Apparently there is a whole marriage versus single debate running wild on the net. Or maybe that’s ran wild on the net, since I’m usually notoriously late for anything. The arguments seem to be running the entire gambit from single people being immature and selfish to married people being delusional and overly righteous. My philosophy is really, who cares? Why is it we need to feel vindicated in our life decisions so badly that we fall to a level that we have to belittle anyone who doesn’t adhere to them, just to reaffirm ourselves? If a person is still single past the age of thirty, just who on earth does it really harm? Those single people have managed to help keep bars, restaurants, movie theatres, etc open, so that us married people have some place to go on our once a month (More like quarter) date night. They are also the ones we married folks can call up, when we unexpectedly have a babysitter, to go do something on a moments notice. Other then maybe having to hear them drone on about their latest conquest or bemoan their lack of a partner once in awhile, my life definitely has a place for single friends.

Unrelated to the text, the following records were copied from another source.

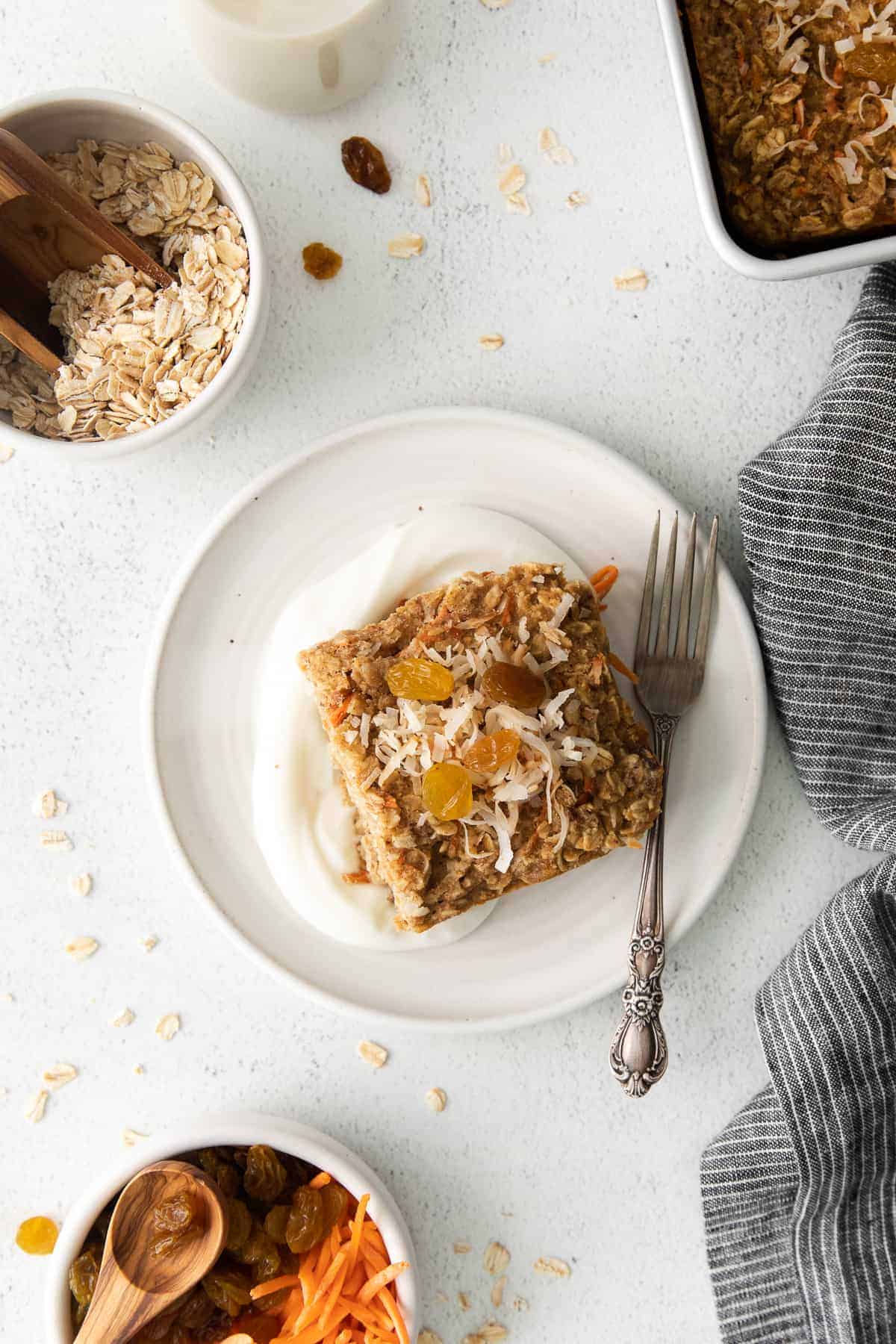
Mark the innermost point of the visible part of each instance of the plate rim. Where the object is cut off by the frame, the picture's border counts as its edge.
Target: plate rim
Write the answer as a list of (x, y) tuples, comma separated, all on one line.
[(159, 638)]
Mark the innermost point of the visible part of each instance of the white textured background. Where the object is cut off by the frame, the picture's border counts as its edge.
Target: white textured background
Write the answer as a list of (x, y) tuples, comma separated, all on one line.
[(688, 379)]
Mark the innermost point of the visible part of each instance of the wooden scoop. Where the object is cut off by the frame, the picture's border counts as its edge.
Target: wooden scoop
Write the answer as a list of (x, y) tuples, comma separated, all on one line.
[(134, 1285), (45, 228)]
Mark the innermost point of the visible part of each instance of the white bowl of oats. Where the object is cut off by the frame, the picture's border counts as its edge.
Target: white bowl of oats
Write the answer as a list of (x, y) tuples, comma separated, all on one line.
[(143, 367)]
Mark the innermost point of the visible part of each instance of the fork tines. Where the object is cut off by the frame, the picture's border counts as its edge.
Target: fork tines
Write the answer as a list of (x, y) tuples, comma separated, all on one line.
[(664, 621)]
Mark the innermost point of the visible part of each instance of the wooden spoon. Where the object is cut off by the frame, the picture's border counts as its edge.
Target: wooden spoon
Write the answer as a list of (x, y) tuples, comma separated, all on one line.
[(45, 228), (134, 1284)]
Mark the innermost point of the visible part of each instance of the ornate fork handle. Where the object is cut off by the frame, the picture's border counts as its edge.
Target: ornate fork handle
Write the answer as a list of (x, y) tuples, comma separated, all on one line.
[(638, 1054)]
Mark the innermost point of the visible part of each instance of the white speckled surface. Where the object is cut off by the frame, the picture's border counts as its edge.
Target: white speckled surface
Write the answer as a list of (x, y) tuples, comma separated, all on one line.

Marriage is also far from having to settle, or being tied down and suffocated. With the right partner, marriage is having someone to talk to about things you wouldn’t share with anyone else, someone who knows what your feeling without you ever having to say a word. It’s about stabilizing your life and having a direction and a purpose that won’t change with the tides of political and economic forecasts. It’s about having someone who will stand behind you and support you when you need it. And it’s about nurturing and supporting someone else at the same time. It’s a fantastic thing I wish everyone I know will have an opportunity to experience, but it’s not something I think requires a deadline or a hasty decision.
So I hereby declare to all my single friends: I love you guys just the way you are, and I promise never to ask you when you are going to find Mr. or Mrs. Right and settle down and I promise never to send a black cloud over your new relationship, by annoyingly asking (especially in front of him/her) “When’s the wedding?” as long as you promise not to run through the list of all things evil with marriage in front of me. Deal?